Waldron mostly looked at it as a good teambuilding exercise and something fun to do.

"I love working with my hands and building things and being able to see a finished product," he said. "That was rewarding in and of itself."

But then something even more rewarding happened: they actually won, and to the tune of $20,000.

Waldron, McGillivray, Ungaro and Shah are graduate students from the University of Virginia's School of Engineering and Applied Science who are working at NASA's Langley Research Center and the National Institute of Aerospace (NIA). They, along with undergraduate students Kyung Kim and Maria Michael, exhibited the wheelchair and received an award check from United Cerebral Palsy on May 10 in a ceremony at the University of Virginia.

McGillivray says he was "ecstatic" about winning the award, especially considering how stiff the competition was.

"It's a worldwide competition and there's a lot of really good engineering teams and schools out there," he said.

Out of the approximately 20 teams that submitted ideas, the team from U.Va. was the only one to develop an actual prototype — and it took a lot of work.

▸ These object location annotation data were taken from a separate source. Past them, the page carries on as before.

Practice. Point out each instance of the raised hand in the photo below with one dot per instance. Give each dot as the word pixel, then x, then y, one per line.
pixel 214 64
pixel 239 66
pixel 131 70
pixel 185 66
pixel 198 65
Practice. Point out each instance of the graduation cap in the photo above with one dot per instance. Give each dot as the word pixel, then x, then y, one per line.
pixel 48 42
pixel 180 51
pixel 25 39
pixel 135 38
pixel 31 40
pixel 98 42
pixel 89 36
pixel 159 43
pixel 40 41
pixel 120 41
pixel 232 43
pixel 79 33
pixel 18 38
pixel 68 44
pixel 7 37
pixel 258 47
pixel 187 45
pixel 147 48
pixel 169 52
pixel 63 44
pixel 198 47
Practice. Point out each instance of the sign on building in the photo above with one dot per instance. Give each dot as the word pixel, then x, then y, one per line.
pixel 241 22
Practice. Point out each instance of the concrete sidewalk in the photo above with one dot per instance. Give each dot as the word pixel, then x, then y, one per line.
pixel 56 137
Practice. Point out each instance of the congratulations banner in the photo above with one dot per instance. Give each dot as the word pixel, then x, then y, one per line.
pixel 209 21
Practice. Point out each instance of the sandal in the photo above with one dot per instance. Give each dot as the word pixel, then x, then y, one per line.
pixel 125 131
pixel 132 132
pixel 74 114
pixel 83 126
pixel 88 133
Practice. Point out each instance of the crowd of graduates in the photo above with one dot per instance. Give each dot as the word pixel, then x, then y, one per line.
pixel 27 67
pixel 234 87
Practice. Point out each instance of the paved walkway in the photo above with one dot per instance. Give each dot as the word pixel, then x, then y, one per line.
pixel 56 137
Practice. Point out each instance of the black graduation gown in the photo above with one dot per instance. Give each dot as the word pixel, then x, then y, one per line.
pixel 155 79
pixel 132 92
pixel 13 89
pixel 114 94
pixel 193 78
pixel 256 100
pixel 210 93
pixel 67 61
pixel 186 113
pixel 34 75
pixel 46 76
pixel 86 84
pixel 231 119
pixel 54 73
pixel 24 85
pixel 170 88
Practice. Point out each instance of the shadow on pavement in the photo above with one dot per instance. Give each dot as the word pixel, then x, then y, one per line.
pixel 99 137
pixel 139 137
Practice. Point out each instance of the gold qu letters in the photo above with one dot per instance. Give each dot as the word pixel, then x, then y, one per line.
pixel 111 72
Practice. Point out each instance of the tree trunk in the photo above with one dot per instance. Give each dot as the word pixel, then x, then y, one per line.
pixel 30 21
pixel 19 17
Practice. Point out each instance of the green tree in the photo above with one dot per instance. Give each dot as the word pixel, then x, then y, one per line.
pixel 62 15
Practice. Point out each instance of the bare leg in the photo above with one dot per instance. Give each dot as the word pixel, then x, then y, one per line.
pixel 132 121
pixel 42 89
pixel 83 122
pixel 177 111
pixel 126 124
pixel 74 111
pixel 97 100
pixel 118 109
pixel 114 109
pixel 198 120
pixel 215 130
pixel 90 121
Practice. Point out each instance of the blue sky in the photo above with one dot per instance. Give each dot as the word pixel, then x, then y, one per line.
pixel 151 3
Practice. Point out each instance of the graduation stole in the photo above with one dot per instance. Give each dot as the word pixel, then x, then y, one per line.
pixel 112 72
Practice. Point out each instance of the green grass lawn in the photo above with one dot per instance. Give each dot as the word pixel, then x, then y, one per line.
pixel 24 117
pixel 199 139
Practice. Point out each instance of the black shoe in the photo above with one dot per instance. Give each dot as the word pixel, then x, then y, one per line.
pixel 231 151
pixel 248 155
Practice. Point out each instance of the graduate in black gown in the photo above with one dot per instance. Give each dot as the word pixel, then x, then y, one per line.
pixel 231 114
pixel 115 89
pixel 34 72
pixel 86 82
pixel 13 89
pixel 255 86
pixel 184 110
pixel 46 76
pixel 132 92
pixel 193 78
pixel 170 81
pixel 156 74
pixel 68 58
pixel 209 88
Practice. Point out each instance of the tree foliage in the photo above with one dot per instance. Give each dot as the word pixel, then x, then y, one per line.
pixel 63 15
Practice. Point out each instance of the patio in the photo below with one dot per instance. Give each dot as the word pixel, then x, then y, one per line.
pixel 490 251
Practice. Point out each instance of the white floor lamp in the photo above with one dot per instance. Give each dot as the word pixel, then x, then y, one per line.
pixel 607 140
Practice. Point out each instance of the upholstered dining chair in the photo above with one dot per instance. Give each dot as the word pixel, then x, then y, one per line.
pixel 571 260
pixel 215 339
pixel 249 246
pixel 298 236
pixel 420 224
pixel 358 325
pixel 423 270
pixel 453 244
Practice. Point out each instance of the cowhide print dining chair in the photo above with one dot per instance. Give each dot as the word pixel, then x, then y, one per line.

They started with an electric wheelchair they ordered off Craigslist for $275. After receiving the chair they only had about a month to design and build their prototype. Most of the work was done at the NIA's Research and Innovation Laboratories facility.

"A lot of the engineering was on the fly," said McGillivray.

"We rebuilt it two times in the last week," added Ungaro.

The prototype they developed was inspired by convertible cars with retractable roofs — something that was difficult to engineer. As their deadline approached, they struggled to get the solar panels to self deploy. That complication could've brought the whole project to a grinding halt, but, says McGillivray, it was teamwork that kept them going.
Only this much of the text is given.